Concurrent with the retrospective’s New York stop were a pair of gallery exhibitions in Chelsea devoted to Piper’s work. The works on view at Thomas Erben Gallery seemed almost like outtakes, providing additional examples from several of the series highlighted at the New Museum, along with several very early conceptual works that contain no obvious social message. Paula Cooper Gallery showed Piper’s new “Color Wheel” series. Reflecting the artist’s recent interest in Hindu philosophy, these works consist of digitally altered prints, each of which contains an image of the Hindu god Shiva inside a fire wheel, a Sanskrit text, three “no evil” humanoid monkeys and a red target. Colors in the prints are determined with the help of the Pantone matching system, a commercial method used to set color standards in printing and publishing. Given the artist’s longstanding interest in truth rather than beauty, the prints are surprisingly decorative and surprisingly devoid of overt political content.

Although it contains little new work, the present retrospective offers a chance to assess Piper’s efforts to break down the “pseudo rationality” of racism. What’s clear is that her oeuvre provides a complex reading of the way that race becomes encoded in the African-American experience, and how “blackness” is a category that has little to do with visual discrimination. But the Achilles’ heel of Piper’s work is the unequal way she treats the categories of black and white. “Black,” for Piper, is fictive, mutable and full of levels of social and psychological complexity that the mere application of the label can never do justice to. But too often in her work, “white” is treated as an undifferentiated state of being. The category of “white” seems to be equated with privilege and is rarely allowed the shadings she so skillfully reveals in her analysis of “black.” Her “white” is monolithic, showing little or no appreciation of the range of ethnicities, races and types which make up the nonblack. Are Asians white in her scheme?
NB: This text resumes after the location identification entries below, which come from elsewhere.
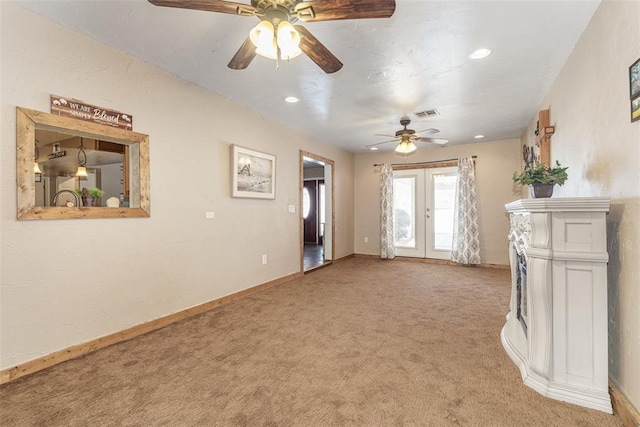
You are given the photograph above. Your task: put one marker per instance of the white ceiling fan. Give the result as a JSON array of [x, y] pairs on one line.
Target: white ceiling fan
[[406, 138]]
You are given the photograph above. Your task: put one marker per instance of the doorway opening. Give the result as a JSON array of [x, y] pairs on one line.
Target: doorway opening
[[317, 230], [423, 204]]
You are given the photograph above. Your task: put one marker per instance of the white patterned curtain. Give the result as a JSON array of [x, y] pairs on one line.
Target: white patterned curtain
[[466, 236], [387, 249]]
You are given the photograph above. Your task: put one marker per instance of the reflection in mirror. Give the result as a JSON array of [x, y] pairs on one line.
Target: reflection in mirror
[[86, 170], [60, 157]]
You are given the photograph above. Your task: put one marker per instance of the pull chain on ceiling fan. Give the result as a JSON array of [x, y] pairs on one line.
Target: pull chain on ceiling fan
[[276, 37]]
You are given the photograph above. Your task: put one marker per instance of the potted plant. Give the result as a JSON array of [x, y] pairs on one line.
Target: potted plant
[[541, 178]]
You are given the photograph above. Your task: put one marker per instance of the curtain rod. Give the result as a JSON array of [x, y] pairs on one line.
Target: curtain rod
[[423, 163]]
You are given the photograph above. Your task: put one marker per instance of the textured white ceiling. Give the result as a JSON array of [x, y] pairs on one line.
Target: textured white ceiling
[[414, 61]]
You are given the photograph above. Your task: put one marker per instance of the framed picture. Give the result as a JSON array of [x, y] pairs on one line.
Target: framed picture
[[635, 109], [253, 173], [634, 79]]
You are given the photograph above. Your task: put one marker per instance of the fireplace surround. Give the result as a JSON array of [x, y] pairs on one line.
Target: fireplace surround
[[556, 330]]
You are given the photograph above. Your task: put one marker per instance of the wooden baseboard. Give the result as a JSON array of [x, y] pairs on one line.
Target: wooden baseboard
[[26, 368], [436, 261], [622, 408]]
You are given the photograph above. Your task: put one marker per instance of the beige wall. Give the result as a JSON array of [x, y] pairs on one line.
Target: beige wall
[[101, 276], [589, 105], [495, 164]]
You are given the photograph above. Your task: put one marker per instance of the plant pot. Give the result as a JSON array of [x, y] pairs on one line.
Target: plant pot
[[539, 191]]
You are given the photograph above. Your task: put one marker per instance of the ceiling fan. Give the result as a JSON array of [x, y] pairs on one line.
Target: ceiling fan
[[276, 37], [407, 138]]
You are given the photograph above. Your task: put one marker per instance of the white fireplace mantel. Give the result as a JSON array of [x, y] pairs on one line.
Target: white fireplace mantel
[[556, 331]]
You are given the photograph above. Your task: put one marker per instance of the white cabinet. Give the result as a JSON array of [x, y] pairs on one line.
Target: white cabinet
[[556, 331]]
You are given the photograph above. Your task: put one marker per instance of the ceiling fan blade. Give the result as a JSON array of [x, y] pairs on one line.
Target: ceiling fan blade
[[332, 10], [243, 56], [209, 6], [439, 141], [317, 51], [380, 143], [429, 131]]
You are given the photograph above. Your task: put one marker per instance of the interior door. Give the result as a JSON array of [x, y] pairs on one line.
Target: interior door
[[423, 212], [310, 214]]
What about Latinos (who, the most recent U.S. census reveals, are now equal in number to African-Americans)? Is there no difference between a Jew and a WASP? Thus, though she deals well with her own ambiguous status, Piper seems to reduce the rest of the world to a binary relationship between black and white.

At her most effective, Piper provides us with tools for making the conceptual switch between self and other. Works like Funk Lessons, The Mythic Being and Black Box/White Box reveal how a thoroughgoing understanding of the “other” can serve as a guide for obliterating “pseudo-rationalizations” like race. But as her own work demonstrates, false categories have a power that can overtake even the most vigilant thinkers.